The district invites students from about 50 middle schools in its territory to submit illustrated stories of 500 to 1,000 words, written for grades K-5. Stories must include a central character. Students can work alone or in groups of up to four. The stories are judged by Ortloff and her assistant Ailene Earl, Rancho California district representatives Meggan Valencia and Grace Cardenas, teacher Teresa Barnett, and volunteer Vicki Owens.

They typically choose one winner but sometimes select more. Designer Jennifer Wahl puts the winning books together; the district does the printing in-house. Ultimately, hundreds of copies are printed.

The winning authors, illustrators and their teachers are honored at a Student Recognition Event. The students receive an iPad mini or Chromebook, copies of the book, and a trophy; teachers get books and a gift card. The winning books are distributed to elementary schools and libraries and are available as e-books on the district website.  

Beyond publishing

The Write-Off program doesn’t end there. “After the contest, I take the books and develop a curriculum packet around them,” Ortloff says. “Then I go into the elementary schools with the stories and do presentations.” Besides the book, the packet includes worksheets; pages to color; an educational CD, word jumble and maze; and other activities.

Along with that, Ortloff engages a company called Exceed, which employs developmentally disabled adults, to create a plush character based on the books (for example, Gobi the water drop and the 2018 character, Beatrice the bee).

“I include the plush character as part of the packet,” Ortloff says. “The kids sign up to take a character home overnight. Whatever the topic is, they share it with their families and then write about the experience on journal sheets. The teacher sends all the journal sheets back to us. We copy and bind them and bring the booklets back for the kids.”

In all, the Write-Off Contest and related presentations touch about 50 schools and 4,000 students each year. Past years’ themes have included the water cycle, groundwater recharge, water conservation, and tap water quality.

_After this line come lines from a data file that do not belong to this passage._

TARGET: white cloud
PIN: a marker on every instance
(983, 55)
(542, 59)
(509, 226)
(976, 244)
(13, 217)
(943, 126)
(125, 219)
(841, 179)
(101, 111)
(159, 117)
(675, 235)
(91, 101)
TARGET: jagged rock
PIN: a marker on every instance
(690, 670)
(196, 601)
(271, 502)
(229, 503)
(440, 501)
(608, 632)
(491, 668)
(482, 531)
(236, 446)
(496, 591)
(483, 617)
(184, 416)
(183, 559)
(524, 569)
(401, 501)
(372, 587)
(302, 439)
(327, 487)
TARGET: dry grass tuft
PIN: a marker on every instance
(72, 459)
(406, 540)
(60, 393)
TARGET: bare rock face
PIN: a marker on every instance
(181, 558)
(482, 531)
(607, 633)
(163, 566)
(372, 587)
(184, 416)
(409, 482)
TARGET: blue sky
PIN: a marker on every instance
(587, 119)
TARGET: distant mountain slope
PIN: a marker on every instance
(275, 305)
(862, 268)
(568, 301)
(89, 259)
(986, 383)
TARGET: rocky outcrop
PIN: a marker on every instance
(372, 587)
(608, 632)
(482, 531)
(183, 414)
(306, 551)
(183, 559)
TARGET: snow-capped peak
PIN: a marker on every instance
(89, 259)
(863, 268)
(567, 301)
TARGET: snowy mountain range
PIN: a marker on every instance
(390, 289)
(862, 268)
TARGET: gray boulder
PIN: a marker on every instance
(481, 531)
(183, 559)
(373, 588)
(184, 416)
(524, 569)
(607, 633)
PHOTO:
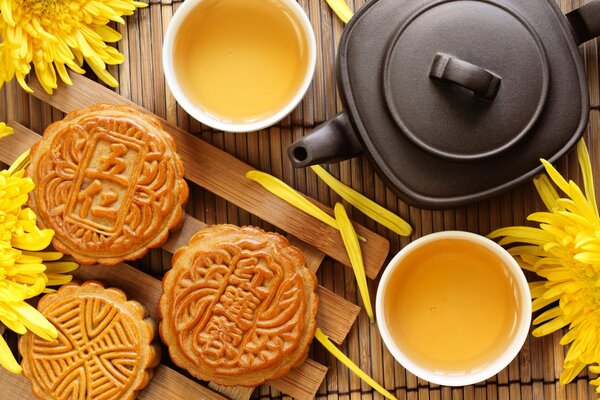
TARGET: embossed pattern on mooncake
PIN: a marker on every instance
(103, 350)
(109, 183)
(238, 307)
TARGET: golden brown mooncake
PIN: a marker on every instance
(109, 182)
(104, 348)
(238, 307)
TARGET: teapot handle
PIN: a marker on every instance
(482, 82)
(330, 142)
(585, 22)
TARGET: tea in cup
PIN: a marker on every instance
(239, 65)
(453, 308)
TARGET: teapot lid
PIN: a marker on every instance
(465, 79)
(457, 100)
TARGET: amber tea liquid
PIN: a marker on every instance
(241, 60)
(452, 306)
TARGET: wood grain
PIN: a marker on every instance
(224, 175)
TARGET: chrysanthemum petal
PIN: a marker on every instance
(34, 241)
(550, 327)
(547, 315)
(34, 321)
(364, 204)
(61, 267)
(7, 359)
(586, 171)
(355, 255)
(556, 177)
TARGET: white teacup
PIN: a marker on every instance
(410, 267)
(183, 96)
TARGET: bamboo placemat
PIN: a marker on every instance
(532, 375)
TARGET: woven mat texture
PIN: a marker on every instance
(532, 375)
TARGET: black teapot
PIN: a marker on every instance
(457, 100)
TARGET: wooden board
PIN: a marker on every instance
(533, 375)
(224, 175)
(166, 384)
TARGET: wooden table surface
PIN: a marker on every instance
(532, 375)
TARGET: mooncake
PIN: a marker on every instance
(238, 307)
(104, 348)
(109, 182)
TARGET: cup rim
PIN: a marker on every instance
(494, 367)
(202, 116)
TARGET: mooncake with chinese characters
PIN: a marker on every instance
(104, 347)
(238, 307)
(109, 182)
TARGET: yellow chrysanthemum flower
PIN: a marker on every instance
(25, 271)
(565, 250)
(53, 35)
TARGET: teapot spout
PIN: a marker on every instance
(330, 142)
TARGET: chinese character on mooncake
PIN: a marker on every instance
(238, 306)
(109, 183)
(104, 347)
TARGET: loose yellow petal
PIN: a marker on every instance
(285, 192)
(355, 255)
(291, 196)
(324, 340)
(364, 204)
(586, 171)
(20, 163)
(61, 267)
(5, 130)
(34, 241)
(341, 9)
(34, 321)
(7, 359)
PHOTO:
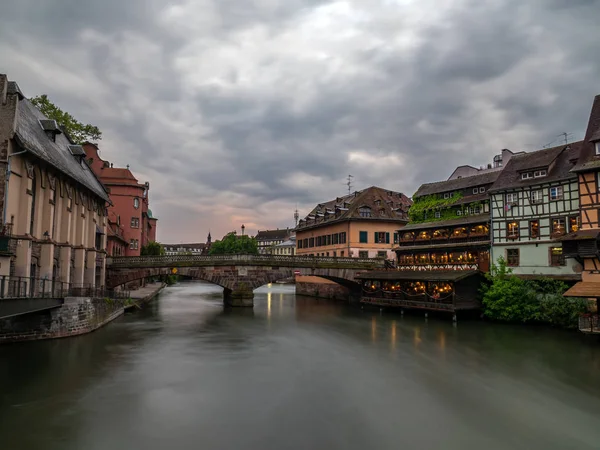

The 2018 contest connects water-wise gardens with honeybees, in keeping with the district’s policy of protecting bees in view of their declining population. “If we go to a tank site or other work site where there are bees, we won’t exterminate them,” Ortloff says. “We contact a beekeeper to move them. We’re teaching kids that bees are not something to be afraid of. We had about 500 students from 12 schools participate, and we received about 300 stories.”

In the winning story, a young girl who was stung by a bee in second grade wastes water spraying bees in her yard to get rid of them. Her dad tries to get her to stop. That night in a dream she becomes a bee, and another bee named Beatrice teaches her about the importance of bees and saving water. She grows up to become a beekeeper.

The authors were Natalia Fernandez, Jude McLean and Paulina Ortega; illustrator was Vanessa Ycu, and their teacher was Juan Jimenez, all from Vista Verde Middle School.

Bigger picture

Ortloff sees the Write-Off Contest as part of an education program based on building blocks: “I like to see the kids when they’re in kindergarten and first grade start building their knowledge, so by the time they come out for a field trip, they understand the whole water portfolio — not just that they need to save water, but that saving water impacts everything down the line.”

Field trips, so popular they are booked two years in advance, include a tour of the Eastern Municipal Water District’s San Jacinto Valley Regional Water Reclamation Facility, including constructed wetlands that are part of the treatment process and also provide a habitat for birds. The kids also visit the Education Center on the property, view demonstrations involving nonpoint source and groundwater pollution, and take part in hands-on activities.

Ortloff is gratified by teachers’ embrace of the entire education program: “We get very good word-of-mouth, and this program has been going on for a long time, and everything about it is free. Teachers see the quality of it and are pleasantly surprised. It makes me feel really good that they keep coming back year after year. It’s a really nice thing we get to do for our schools. We have a great board that supports education.”